Mary Lincoln, so overcome with grief by the horseless carriage-load of tragedies in her life, was said to hold seances in the White House and so was a firm believer in the afterlife.
I know most refer to her as Mary Todd Lincoln, but she never signed her name that way and so I am setting the record straight.
Who could blame her for reaching out to lost loved ones? She buried three out of four sons, a husband who was shot right before her eyes, and her remaining son later in life, had her committed to an asylum. Talk about a crappy life! I’d want to reach out to the hereafter too. Oh, wait, I have.

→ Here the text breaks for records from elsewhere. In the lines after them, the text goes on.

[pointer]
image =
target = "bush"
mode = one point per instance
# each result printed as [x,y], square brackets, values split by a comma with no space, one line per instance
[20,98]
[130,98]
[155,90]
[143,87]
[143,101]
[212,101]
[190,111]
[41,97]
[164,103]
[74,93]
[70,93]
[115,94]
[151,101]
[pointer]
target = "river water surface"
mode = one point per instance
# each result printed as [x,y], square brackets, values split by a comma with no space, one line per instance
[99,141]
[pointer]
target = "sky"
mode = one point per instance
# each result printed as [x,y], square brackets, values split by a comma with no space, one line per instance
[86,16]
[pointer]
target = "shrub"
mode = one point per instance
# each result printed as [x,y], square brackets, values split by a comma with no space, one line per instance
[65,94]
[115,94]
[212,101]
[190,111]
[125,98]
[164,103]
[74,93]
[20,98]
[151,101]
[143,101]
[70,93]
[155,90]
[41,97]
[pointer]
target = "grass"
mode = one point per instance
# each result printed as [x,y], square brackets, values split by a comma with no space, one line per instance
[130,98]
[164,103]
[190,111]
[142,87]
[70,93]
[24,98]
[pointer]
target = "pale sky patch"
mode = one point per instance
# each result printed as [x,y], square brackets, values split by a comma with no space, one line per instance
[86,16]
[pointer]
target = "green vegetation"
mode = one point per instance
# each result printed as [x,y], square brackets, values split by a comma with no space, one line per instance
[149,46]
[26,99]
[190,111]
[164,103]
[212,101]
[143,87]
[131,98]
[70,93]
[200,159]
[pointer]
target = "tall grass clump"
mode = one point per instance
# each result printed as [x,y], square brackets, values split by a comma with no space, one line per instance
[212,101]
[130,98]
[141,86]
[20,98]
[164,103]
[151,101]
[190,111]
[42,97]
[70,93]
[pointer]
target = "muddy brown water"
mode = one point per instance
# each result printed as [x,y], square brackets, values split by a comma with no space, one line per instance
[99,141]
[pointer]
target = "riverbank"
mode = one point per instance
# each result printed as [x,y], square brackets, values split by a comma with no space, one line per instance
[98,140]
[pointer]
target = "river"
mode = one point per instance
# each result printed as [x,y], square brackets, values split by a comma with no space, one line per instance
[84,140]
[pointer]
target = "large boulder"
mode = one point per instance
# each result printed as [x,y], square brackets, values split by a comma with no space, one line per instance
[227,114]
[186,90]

Even before losing my husband, I would reach out to mediums and psychics in an attempt to contact my mom, who had died about 20 years ago. I admit I had spotty success. I certainly don’t believe everything I hear, or that all reputed psychics are genuine. But I’ve had enough spot-on feedback from some to make me be open-minded about it.
Probably my worst experience was fairly recently. A few months after James died, I made an appointment with a “psychic” whom I found on-line. (Should have been my first warning bell. It’s best to go by recommendations from friends and family.)
After arriving at her place and amidst the smell of sage, we started to chat a bit. She immediately started to channel a woman, but I told her I was really only interested in getting in touch with my husband.
“He wants you to know that he is glad you buried him with his wedding ring,” she proclaimed.
I waggled my fingers at her. ” I’m wearing his wedding ring and he was cremated,” I said, trying not to be curt about it. I mean, these visits are not cheap. The typical hour appointment can be $120 or more. I don’t want to waste time on having her shotgun a bunch of disparate feedback.
Another misstep on her part: “He says he is worried about the children.”
I looked at her puzzled and with a sinking feeling in my stomach. “What children? We don’t have any children.”
It continued with the same amount of success (I say, sarcastically). I think she took one look at me, a middle-aged woman, and made some basic assumptions. We had been married a long time (not!). We had children (none!).
Now, not all psychics are charlatans. I made a more recent visit to another medium who has had some local acclaim and has even assisted in police investigations. She made some good assumptions about my husband in her attempt to talk to him. He had a beard (yes), he had blue eyes (yes) he loved cars (oh, yes).
But at the end of the session, perhaps sensing that I was not totally satisfied with the reading (I guess I thought I would have a direct line to James and he would say something to her that only the two of us could know) she launched into what I can only term as personal growth advice.
I hadn’t asked for it. I realize that a lot of people come to her seeking life advice – Should I take that job? Will I find love? Kinda like a bartender dispensing advice to the drunk, but in this case, to the dissatisfied.
“It’s a dog eat dog world, and I’m wearing Milk-Bone underwear.” Norm, Cheers.
I was not interested in her comments about how “lightning can strike twice,” and that I still have a long life to live (that does not give me comfort these days) and may find another love. It made me mad. I don’t want anyone else. Not now, and likely not ever. (If she was a good medium she should have sensed that, right?!)
I mean Mary Lincoln, a troubled woman for sure even without all of the personal tragedies, mourned the loss of her husband her entire life. And she was short! Not sure what that has to do with it, but anyway.
These spiritual sessions are really about confirmation and comfort. Confirmation that our loved ones are still with us, albeit in another dimension. I believe that, but still wish that man of mine would get off his fat, heavenly cloud and give me a more tangible sign that he is still with me.